Lately I've become convinced that the root of the LFQW problem lies with the central mechanic of D&D levels: that a person can become infinitely more powerful just by practicing. This works just fine for casters, since the basic idea is someone who gains immense power through knowledge. A character knowing a thing implies a time when they didn't know it yet, so it's easy to picture a wizard at Level Elminster or whatever and work backwards to imagine his earlier, lower-level days.
Most other powerful fantasy figures don't get their power in the same way. Hercules didn't learn to be the son of Zeus; Nightcrawler didn't learn to be a mutant. Achilles gets dipped in the river Styx and Bruce Banner gets caught in a gamma bomb, but it happens all at once, not over the course of several years and a dozen levels. None of these characters really have a level one incarnation. A suitable martial archetype for dungeons and dragons doesn't just need to be Hercules. It needs to be a nobody who can pick up a sword and become Hercules one day just by working really hard, and that's not something you see in Western fiction very often.
I don't know if the magic origin is important or not (people keep mentioning that Hercules is a demigod, and I keep wondering why that matters so much). But yes, a character must be able to pick up a sword and eventually become a character of whatever superior ability one lands on for the upper limit of fighter epic-ness.

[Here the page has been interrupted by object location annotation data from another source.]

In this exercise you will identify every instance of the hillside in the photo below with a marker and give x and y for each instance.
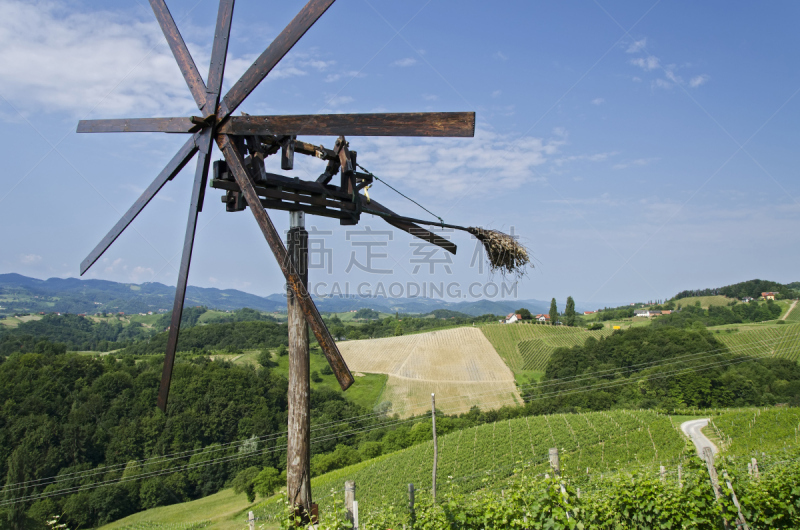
(458, 365)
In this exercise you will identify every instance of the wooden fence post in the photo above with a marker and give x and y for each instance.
(740, 522)
(435, 445)
(349, 499)
(555, 463)
(708, 456)
(412, 515)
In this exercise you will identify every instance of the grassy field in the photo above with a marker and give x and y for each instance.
(705, 301)
(366, 391)
(527, 347)
(459, 365)
(762, 340)
(487, 455)
(751, 431)
(222, 511)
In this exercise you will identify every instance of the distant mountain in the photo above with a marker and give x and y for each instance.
(21, 294)
(750, 288)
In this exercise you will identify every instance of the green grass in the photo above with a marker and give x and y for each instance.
(527, 347)
(222, 511)
(487, 455)
(762, 340)
(754, 430)
(705, 301)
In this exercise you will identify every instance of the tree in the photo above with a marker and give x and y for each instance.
(569, 312)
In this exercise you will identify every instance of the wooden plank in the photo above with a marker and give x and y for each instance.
(201, 174)
(174, 166)
(298, 439)
(414, 230)
(323, 336)
(219, 52)
(272, 55)
(169, 125)
(180, 52)
(430, 124)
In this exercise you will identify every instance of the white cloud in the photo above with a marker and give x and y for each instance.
(646, 63)
(635, 163)
(408, 61)
(106, 62)
(699, 80)
(29, 259)
(140, 273)
(454, 164)
(331, 78)
(636, 46)
(662, 83)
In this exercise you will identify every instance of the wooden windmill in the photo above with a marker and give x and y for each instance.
(244, 142)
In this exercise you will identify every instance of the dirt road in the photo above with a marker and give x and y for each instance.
(692, 429)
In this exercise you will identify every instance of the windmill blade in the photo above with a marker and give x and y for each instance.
(272, 55)
(172, 168)
(326, 342)
(219, 53)
(200, 176)
(458, 124)
(180, 51)
(411, 228)
(170, 125)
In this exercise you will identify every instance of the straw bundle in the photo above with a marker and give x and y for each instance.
(505, 254)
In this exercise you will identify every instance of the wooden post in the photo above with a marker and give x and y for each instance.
(349, 499)
(555, 463)
(708, 456)
(412, 515)
(298, 457)
(740, 520)
(435, 444)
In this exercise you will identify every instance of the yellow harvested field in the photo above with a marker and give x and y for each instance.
(459, 365)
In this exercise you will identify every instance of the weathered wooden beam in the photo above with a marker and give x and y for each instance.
(174, 166)
(441, 124)
(201, 174)
(323, 336)
(271, 56)
(219, 53)
(169, 125)
(180, 52)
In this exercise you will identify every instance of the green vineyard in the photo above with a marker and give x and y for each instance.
(486, 456)
(528, 346)
(768, 341)
(756, 430)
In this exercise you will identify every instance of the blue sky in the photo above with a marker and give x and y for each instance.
(638, 148)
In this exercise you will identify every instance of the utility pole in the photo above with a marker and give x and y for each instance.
(298, 456)
(435, 444)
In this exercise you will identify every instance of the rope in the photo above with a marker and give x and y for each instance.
(398, 192)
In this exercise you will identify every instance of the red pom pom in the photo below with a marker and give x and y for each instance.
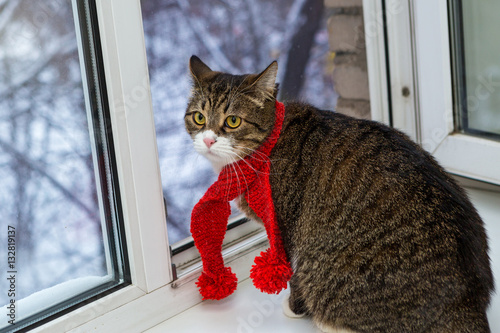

I get the feeling everyone got used to the 'linear warriors, quadratic wizards' trope and now when you deviate from it people get upset.
The issue is them insisting on others play the BMX Bandit so their Angel Summoner can feel special. It's crappy and selfish and I just don't have any patience for it anymore.
I think you underestimate the fans/D&D gamers. I don't know a single person who plays casters that think it is a good thing that this disparity exists or want to keep martials down 'so they can feel special' (honestly, the people most avid at keeping martials constrained seem to be people who want to play very mundane martials). Instead I think it is a fundamental issue that caster stock rose when their limitations* disappeared, martials did not get a commensurate boost at that time, and most things that have been put forth to boost martials** violate someone's sense of what a fighter is.
*and I do think it is a good thing that spells are no longer limited by being really inconvenient to use, although exactly then is when they should have reigned in the overall power of the spells.
** such as giving them magic.
Saitama doesn't need that wuxia crap. He just needs one serious punch.
Martial prowess isn't to be found in complex tricks, nor is the problem in the power level between casters and martial classes primarily a combat problem.
Certainly that's the part where (effectively) the martials can't even play while casters readily can. That's why I think the best/easiest/most fruitful place to address this issue is make non-spell solutions to problems other than 'there are enemies around who still have hp left.' It's very hard for a fighter or rogue to solve the same problems as
Fly (depending-- is 'gets a pegasus mount' too magical a class ability?), but most of the other utility spells it could be easier to bring the spell solution and the mundane solution closer in effectiveness and rigorous, reproducible resolution mechanics.